7.3 hl.py — high-level forward evaluator
def rot_right(v, n): n &= 7; return ((v>>n)|(v<<(8-n)))&0xFF if n else v
def rot_left (v, n): n &= 7; return ((v<<n)|(v>>(8-n)))&0xFF if n else v
def forward(A, X, Y, prog):
for name, p in prog:
if name=='A_ADD': A = (A + p) & 0xFF
elif name=='A_SUB': A = (A - p) & 0xFF
elif name=='A_XOR': A ^= p
elif name=='SWAP_AX': A, X = X, A
elif name=='SWAP_AY': A, Y = Y, A
elif name=='SWAP_XY': X, Y = Y, X
elif name=='X_ADD_A': X = (X + A) & 0xFF
elif name=='X_SUB_A': X = (X - A) & 0xFF
elif name=='Y_ADD_A': Y = (Y + A) & 0xFF
elif name=='Y_SUB_A': Y = (Y - A) & 0xFF
elif name=='ROR_A_N': A = rot_right(A, p)

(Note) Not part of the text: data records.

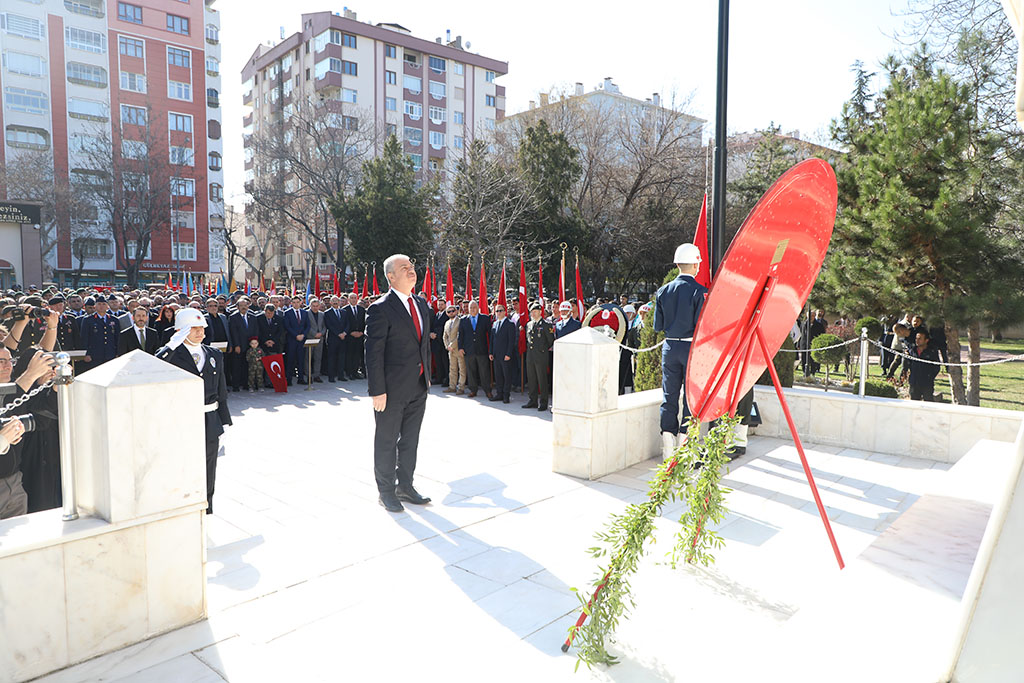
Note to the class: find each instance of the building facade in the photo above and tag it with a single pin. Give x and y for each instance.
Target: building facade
(435, 96)
(76, 72)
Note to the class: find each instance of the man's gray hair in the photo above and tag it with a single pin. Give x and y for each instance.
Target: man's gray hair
(390, 260)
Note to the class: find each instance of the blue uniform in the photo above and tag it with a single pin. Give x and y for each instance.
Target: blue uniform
(677, 308)
(99, 339)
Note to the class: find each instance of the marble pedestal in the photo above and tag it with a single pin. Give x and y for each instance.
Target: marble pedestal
(133, 564)
(596, 431)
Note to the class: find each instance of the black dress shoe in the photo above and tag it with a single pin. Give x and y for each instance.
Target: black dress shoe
(410, 495)
(390, 503)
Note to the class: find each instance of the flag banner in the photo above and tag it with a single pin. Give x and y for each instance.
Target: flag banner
(274, 366)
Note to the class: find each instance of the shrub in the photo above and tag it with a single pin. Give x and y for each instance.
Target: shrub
(875, 387)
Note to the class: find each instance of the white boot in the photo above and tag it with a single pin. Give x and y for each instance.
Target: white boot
(668, 444)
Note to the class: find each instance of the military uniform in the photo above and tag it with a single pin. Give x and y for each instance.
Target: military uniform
(676, 312)
(540, 341)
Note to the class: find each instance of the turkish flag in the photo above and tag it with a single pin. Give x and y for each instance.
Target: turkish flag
(274, 366)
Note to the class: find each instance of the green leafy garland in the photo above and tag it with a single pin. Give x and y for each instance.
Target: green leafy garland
(692, 474)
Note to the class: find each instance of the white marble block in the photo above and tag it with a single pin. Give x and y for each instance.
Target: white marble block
(138, 438)
(586, 373)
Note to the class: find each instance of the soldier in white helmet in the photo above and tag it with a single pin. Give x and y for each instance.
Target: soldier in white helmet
(186, 350)
(677, 308)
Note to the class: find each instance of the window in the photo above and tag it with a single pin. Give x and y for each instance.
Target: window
(133, 150)
(183, 187)
(128, 12)
(414, 110)
(133, 82)
(25, 27)
(131, 47)
(413, 84)
(181, 156)
(29, 65)
(184, 251)
(178, 57)
(86, 7)
(179, 122)
(177, 24)
(80, 39)
(30, 101)
(134, 116)
(179, 90)
(90, 110)
(30, 138)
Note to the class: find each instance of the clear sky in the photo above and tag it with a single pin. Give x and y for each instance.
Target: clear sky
(788, 60)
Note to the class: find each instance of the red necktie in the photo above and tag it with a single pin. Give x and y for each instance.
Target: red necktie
(416, 323)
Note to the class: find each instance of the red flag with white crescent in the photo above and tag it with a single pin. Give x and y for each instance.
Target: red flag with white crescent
(274, 366)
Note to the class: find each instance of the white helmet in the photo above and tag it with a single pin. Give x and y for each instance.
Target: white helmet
(188, 317)
(687, 254)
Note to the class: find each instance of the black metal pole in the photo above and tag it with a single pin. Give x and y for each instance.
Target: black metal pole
(719, 174)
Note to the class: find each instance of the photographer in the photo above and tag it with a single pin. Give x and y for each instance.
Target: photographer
(40, 450)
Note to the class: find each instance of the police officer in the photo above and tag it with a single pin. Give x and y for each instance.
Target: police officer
(186, 350)
(677, 308)
(540, 341)
(98, 334)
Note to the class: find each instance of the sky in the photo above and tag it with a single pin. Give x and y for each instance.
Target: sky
(788, 60)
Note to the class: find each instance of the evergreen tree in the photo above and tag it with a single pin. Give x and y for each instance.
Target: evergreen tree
(387, 214)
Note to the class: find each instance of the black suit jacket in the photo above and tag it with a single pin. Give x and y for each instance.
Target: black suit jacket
(474, 342)
(128, 341)
(214, 383)
(393, 355)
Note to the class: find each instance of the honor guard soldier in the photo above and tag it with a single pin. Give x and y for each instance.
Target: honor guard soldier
(98, 334)
(186, 350)
(677, 308)
(540, 341)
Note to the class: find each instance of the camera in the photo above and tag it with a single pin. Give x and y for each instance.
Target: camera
(28, 421)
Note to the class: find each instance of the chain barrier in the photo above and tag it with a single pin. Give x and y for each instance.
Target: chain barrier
(22, 399)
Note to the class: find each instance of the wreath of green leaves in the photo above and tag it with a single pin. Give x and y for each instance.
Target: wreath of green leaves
(692, 474)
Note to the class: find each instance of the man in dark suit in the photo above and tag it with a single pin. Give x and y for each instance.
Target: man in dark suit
(241, 326)
(187, 351)
(504, 344)
(473, 332)
(139, 335)
(297, 328)
(355, 340)
(338, 324)
(398, 377)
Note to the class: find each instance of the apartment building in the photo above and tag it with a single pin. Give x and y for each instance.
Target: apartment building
(435, 95)
(78, 71)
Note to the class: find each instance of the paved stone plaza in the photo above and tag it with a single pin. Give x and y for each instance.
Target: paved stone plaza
(309, 580)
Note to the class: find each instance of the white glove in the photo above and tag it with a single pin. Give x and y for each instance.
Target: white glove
(178, 337)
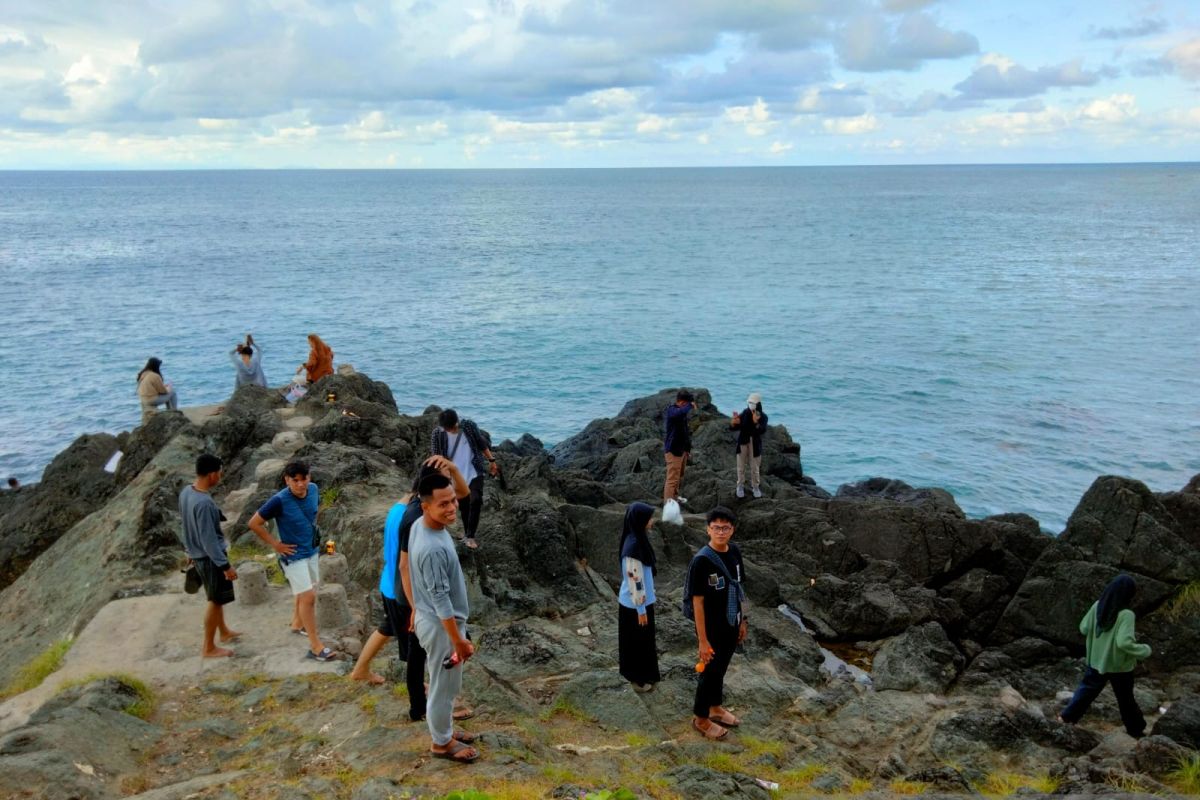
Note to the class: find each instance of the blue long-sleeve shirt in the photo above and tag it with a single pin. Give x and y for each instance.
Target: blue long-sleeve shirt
(202, 527)
(249, 373)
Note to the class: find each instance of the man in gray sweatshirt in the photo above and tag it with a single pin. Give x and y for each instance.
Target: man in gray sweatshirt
(207, 548)
(439, 599)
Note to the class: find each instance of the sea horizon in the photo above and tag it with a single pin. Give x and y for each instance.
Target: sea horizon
(1007, 332)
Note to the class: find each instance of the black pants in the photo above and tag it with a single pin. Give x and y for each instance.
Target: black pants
(711, 690)
(414, 675)
(1091, 687)
(637, 650)
(471, 505)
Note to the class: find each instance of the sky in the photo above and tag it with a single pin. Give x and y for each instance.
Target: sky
(594, 83)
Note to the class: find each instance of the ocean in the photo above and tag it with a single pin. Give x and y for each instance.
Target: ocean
(1005, 332)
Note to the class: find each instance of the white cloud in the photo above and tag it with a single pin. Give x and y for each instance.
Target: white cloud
(1186, 59)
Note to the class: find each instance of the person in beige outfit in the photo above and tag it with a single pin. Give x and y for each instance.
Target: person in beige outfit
(153, 391)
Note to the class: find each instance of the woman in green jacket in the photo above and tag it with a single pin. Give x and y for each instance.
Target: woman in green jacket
(1111, 655)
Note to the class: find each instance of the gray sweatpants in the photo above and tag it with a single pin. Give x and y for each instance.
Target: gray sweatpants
(444, 684)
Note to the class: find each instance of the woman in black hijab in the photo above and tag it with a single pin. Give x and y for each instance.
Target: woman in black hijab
(1113, 653)
(639, 654)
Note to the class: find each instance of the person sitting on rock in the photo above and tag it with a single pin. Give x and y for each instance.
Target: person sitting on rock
(294, 509)
(1113, 653)
(637, 651)
(677, 444)
(247, 364)
(439, 599)
(467, 446)
(718, 601)
(397, 608)
(321, 360)
(207, 548)
(153, 391)
(750, 425)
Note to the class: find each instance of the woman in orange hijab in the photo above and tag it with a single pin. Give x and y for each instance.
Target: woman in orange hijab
(321, 360)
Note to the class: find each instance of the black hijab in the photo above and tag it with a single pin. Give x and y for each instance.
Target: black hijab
(1115, 599)
(634, 541)
(153, 365)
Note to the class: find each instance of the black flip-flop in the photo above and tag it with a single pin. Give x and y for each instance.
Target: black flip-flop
(453, 753)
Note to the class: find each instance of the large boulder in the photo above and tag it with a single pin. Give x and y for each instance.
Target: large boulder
(921, 660)
(1181, 723)
(34, 517)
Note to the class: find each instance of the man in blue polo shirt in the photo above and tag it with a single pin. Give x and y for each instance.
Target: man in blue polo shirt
(294, 509)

elif name=='ROL_A_N': A = rot_left (A, p)
elif name=='A_XOR_Y': A ^= Y
return A, X, Y
Validated against the full 6502 emulator on six random inputs: all matched.
7.4 solve_local.py — build & verify the inverse
import random
INVERT = {
'A_ADD':'A_SUB','A_SUB':'A_ADD', 'A_XOR':'A_XOR',
'SWAP_AX':'SWAP_AX','SWAP_AY':'SWAP_AY','SWAP_XY':'SWAP_XY',
'X_ADD_A':'X_SUB_A','X_SUB_A':'X_ADD_A',
'Y_ADD_A':'Y_SUB_A','Y_SUB_A':'Y_ADD_A',
'ROR_A_N':'ROL_A_N','ROL_A_N':'ROR_A_N',
'A_XOR_Y':'A_XOR_Y',
}
INVERSE_PROG = [(INVERT[n], p) for (n, p) in reversed(PROG)]
# round-trip sanity check
random.seed(42)
for _ in range(100):
a,x,y = [random.randint(0,255) for _ in range(3)]
fa,fx,fy = forward(a,x,y, PROG)
ra,rx,ry = forward(fa,fx,fy, INVERSE_PROG)
assert (a,x,y) == (ra,rx,ry)
100/100 round-trips: ✓
7.5 solve.py — end-to-end network solve
import socket, ssl, re, sys, time
from solve_local import INVERSE_PROG
from hl import forward
HOST, PORT = "favorite-potato.opus4-7.b01le.rs", 8443
def invert(A,X,Y): return forward(A, X, Y, INVERSE_PROG)
def recv_until(s, needle, buf, timeout=30):
s.settimeout(3); deadline = time.time()+timeout
while needle not in buf:
if time.time() > deadline: raise TimeoutError
try: chunk = s.recv(65536)
except socket.timeout: continue
if not chunk: break
buf += chunk; sys.stdout.write(chunk.decode('latin-1','replace')); sys.stdout.flush()
return buf
ctx = ssl.create_default_context(); ctx.check_hostname=False; ctx.verify_mode=ssl.CERT_NONE
ss = ctx.wrap_socket(socket.create_connection((HOST,PORT)), server_hostname=HOST)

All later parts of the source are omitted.